I have been exploring a couple of marketing platforms in my new job as a Marketing Analyst. One of the daily jobs which I like most is to use R to dig into data across different marketing channels to come up with new ideas and recommendations for our marketing activities.
Google Search Console
Google Search Console is one of the platforms I have been playing with recently. As you may already know, Google Search Console is a useful website tool for marketers to check website overall performance (e.g., search engine crawl and index issues, google search performance). For example, here is the performance report for my personal blog:
As you can see from the report, my blog has an average position of 28.4 on the search results, with a gradual increase in terms of impressions and clicks in the past 3 months.

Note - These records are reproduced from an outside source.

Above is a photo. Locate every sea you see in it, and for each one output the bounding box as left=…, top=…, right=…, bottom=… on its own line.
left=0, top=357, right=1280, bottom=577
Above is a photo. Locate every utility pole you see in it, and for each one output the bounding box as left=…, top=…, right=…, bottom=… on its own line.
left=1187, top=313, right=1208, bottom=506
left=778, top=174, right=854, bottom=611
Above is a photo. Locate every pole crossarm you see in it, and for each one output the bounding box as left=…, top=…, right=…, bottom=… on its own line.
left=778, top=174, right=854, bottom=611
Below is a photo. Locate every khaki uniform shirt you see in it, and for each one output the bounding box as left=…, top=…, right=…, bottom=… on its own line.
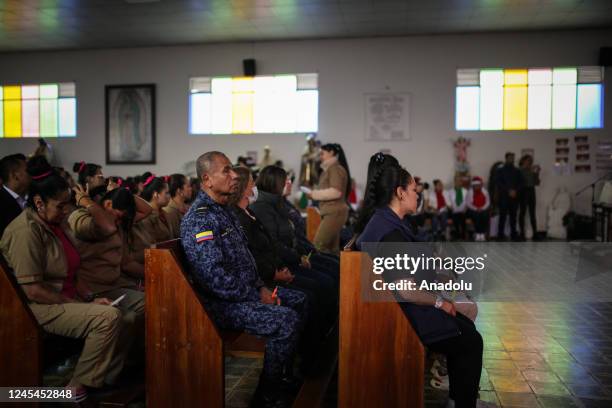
left=319, top=162, right=349, bottom=215
left=68, top=208, right=134, bottom=293
left=0, top=208, right=68, bottom=292
left=130, top=210, right=171, bottom=265
left=163, top=200, right=185, bottom=239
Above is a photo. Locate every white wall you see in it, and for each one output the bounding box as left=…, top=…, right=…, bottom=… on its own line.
left=0, top=30, right=612, bottom=226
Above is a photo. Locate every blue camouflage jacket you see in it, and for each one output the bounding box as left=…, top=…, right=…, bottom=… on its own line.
left=181, top=191, right=263, bottom=302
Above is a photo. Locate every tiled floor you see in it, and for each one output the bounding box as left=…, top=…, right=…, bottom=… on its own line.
left=45, top=302, right=612, bottom=408
left=226, top=302, right=612, bottom=408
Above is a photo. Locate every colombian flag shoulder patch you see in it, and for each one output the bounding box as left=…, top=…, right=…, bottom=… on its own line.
left=195, top=231, right=214, bottom=243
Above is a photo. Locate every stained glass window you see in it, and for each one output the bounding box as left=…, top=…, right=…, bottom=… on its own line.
left=189, top=74, right=319, bottom=134
left=455, top=67, right=603, bottom=130
left=0, top=83, right=76, bottom=138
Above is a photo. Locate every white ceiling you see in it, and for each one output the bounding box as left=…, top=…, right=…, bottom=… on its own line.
left=0, top=0, right=612, bottom=52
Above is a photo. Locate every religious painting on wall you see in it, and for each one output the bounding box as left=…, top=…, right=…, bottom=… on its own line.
left=106, top=84, right=155, bottom=164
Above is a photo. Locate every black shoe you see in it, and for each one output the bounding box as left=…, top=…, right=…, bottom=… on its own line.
left=249, top=373, right=299, bottom=408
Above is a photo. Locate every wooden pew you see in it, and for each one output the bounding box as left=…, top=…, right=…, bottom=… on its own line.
left=306, top=207, right=321, bottom=242
left=145, top=239, right=338, bottom=408
left=0, top=256, right=43, bottom=387
left=338, top=243, right=425, bottom=408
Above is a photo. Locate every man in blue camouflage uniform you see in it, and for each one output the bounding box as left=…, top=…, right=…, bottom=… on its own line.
left=181, top=152, right=306, bottom=406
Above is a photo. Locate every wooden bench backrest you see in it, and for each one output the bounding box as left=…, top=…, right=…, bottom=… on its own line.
left=306, top=207, right=321, bottom=242
left=145, top=239, right=225, bottom=407
left=338, top=251, right=425, bottom=408
left=0, top=256, right=42, bottom=387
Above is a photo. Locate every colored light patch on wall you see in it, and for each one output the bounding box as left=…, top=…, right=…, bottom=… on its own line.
left=455, top=67, right=604, bottom=130
left=576, top=84, right=603, bottom=129
left=0, top=83, right=77, bottom=138
left=455, top=86, right=480, bottom=130
left=189, top=74, right=319, bottom=134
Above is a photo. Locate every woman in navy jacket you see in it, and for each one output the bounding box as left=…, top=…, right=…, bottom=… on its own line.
left=356, top=153, right=483, bottom=408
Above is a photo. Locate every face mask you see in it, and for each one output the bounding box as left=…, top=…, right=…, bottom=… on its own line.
left=249, top=186, right=259, bottom=204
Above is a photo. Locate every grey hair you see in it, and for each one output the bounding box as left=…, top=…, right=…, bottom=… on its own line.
left=196, top=150, right=226, bottom=180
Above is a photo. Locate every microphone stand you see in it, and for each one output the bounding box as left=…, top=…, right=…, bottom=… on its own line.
left=575, top=173, right=610, bottom=205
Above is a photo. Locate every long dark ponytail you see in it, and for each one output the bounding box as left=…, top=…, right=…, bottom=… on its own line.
left=100, top=187, right=136, bottom=236
left=72, top=162, right=102, bottom=188
left=355, top=153, right=412, bottom=234
left=321, top=143, right=352, bottom=200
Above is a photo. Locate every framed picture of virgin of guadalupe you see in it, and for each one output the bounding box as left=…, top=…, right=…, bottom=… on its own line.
left=106, top=84, right=155, bottom=164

Besides the overall performance report, Google Search Console also provides detailed information for different dimensions, such as query
, page
and country
etc.
searchConsoleR Package
searchConsoleR is the r package I’m using to work with Google Search Console data. It is developed by Mark Edmondson, who also developed a bunch of other Google related r packages such as googleAnalyticsR. Highly recommend to check out his work if you want to do marketing analytics with R.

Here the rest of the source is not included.